# Wireless Connected, But Internet Doesn't Work



## J32 (Aug 29, 2008)

I have a Toshiba A105-S4114 that uses XP(I think XP Home). Recently the internet has stopped working even though it says it's connected. This problem occured after my computer was installing an automatic update, but the update failed. I thought it was because of the updates because everytime I turned off my computer it woud ask if I wanted to install an update. I reset the automatic updates, so now they message is gone but I still can't access the internet. Both my Internet Explorer and Mozilla either say server not found or IE can't display the webpage.

I've looked on a lot of different sites to see what the problem may be, but none of their solutions seemed to work.

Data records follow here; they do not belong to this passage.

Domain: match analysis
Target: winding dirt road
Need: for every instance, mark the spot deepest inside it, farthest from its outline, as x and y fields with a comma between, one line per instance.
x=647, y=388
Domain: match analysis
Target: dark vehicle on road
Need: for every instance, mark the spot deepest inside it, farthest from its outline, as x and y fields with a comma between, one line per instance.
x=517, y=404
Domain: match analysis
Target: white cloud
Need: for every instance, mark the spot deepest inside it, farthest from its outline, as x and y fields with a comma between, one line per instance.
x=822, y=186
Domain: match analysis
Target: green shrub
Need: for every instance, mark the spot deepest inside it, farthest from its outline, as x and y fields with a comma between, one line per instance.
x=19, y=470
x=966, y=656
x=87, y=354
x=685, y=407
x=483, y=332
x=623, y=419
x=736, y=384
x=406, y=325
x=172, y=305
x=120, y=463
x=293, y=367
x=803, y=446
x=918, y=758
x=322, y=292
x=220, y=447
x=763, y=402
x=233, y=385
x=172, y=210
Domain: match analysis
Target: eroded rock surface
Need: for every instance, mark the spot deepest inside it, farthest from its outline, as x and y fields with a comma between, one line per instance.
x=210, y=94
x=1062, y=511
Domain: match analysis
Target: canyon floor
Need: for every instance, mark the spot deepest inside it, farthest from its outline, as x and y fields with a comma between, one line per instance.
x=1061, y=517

My computer said there's no response from the DNS server(c-25) and I believe I had fixed the DNS problem yesterday, but the internet still wasn't working after the error went away. Now this morning it says it may be the DNS server again. The internet does work for the other laptop in the house but not mine.

I've tried turning off the firewall, and using the ethernet cable, and a verizon wireless card but neither fixed the problem. They each said they were connected to the internet, but I still couldn't use anything that needed the internet. I've ping the ip address and I believe it's working fine, I'm not very computer literate, so I'm guessing if it replies then it's fine. I aso ping the DNS server this morning and it timed out a few times before replying but it had 100% loss, unlike the ip address which had 0%. I don't know what that means, so could someone please help me out or point me in the right direction? 

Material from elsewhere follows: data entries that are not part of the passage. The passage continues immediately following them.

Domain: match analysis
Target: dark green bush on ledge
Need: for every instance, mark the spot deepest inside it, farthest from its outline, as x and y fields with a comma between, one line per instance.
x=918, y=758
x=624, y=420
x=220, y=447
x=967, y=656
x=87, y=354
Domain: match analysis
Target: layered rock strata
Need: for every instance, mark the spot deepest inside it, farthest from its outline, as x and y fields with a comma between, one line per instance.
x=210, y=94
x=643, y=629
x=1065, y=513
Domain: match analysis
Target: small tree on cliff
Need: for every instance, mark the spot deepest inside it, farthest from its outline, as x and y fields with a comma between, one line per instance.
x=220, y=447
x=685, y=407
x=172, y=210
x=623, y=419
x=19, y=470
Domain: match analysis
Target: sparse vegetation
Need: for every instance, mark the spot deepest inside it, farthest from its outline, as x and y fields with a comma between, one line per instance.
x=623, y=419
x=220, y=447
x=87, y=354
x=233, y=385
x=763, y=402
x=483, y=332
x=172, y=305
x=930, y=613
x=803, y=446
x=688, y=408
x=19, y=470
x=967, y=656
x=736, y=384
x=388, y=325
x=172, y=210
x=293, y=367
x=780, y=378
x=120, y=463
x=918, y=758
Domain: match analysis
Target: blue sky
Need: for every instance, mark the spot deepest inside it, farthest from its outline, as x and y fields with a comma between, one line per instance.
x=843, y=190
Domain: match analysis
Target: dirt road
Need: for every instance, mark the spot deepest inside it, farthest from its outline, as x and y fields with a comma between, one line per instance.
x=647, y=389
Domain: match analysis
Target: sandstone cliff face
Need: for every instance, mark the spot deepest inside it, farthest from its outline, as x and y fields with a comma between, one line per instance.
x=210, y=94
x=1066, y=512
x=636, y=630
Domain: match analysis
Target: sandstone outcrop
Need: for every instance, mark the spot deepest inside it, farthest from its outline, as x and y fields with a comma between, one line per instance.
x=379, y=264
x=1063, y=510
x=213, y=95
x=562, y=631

My router is Belkin and the model # is F5D6231-4.
The cable modem is Webstar DPX100 series and I beleive the model # is 749874
The data encryption is disabled

C:\Documents and Settings\Blue>IPCONFIG /ALL

Windows IP Configuration

Host Name . . . . . . . . . . . . : .......
Primary Dns Suffix . . . . . . . :
Node Type . . . . . . . . . . . . : Mixed
IP Routing Enabled. . . . . . . . : No
WINS Proxy Enabled. . . . . . . . : No

Ethernet adapter Wireless Network Connection:

Connection-specific DNS Suffix . :
Description . . . . . . . . . . . : Intel(R) PRO/Wireless 3945ABG Networ
k Connection
Physical Address. . . . . . . . . : 00-13-02-77-39-43
Dhcp Enabled. . . . . . . . . . . : Yes
Autoconfiguration Enabled . . . . : Yes
IP Address. . . . . . . . . . . . : 75.142.192.182
Subnet Mask . . . . . . . . . . . : 255.255.252.0
Default Gateway . . . . . . . . . : 75.142.192.1
DHCP Server . . . . . . . . . . . : 68.190.192.194
DNS Servers . . . . . . . . . . . : 68.190.192.35
66.214.48.27
Lease Obtained. . . . . . . . . . : Friday, August 29, 2008 7:18:49 PM
Lease Expires . . . . . . . . . . : Saturday, August 30, 2008 10:45:12 A
M


----------



## clyde123 (Apr 10, 2008)

Well I tried pinging both DNS servers and they both times out. Contact your ISP and ask them if the DNS servers are down.


----------



## johnwill (Sep 26, 2002)

Well, for startersw, you have your modem connected to one of the LAN/Network ports on the router, not the correct WAN/Internet port.


Reset the router to factory defaults by holding the reset button down for 15 seconds with power on. The following procedure should get you a connection with any broadband modem that is configured to use DHCP for the router connection, such as cable modems, and many DSL modems. If you require PPPoE configuration for the DSL modem, that will have to be configured to match the ISP requirements.


Turn off everything, the modem, router, computer.
Connect the modem to the router's WAN/Internet port.
Connect the computer to one of the router's LAN/Network ports.
Turn on the modem, wait for a steady connect light.
Turn on the router, wait for two minutes.
Boot the computer.

When the computer is completely booted, let's see this.

Hold the *Windows* key and press *R*, then type *CMD* to open a command prompt:

In the command prompt window that opens, type type the following command:

*IPCONFIG /ALL*

Right click in the command window and choose *Select All*, then hit *Enter*.
Paste the results in a message here.

If you are on a machine with no network connection, use a floppy, USB disk, or a CD-RW disk to transfer a text file with the information to allow pasting it here.


----------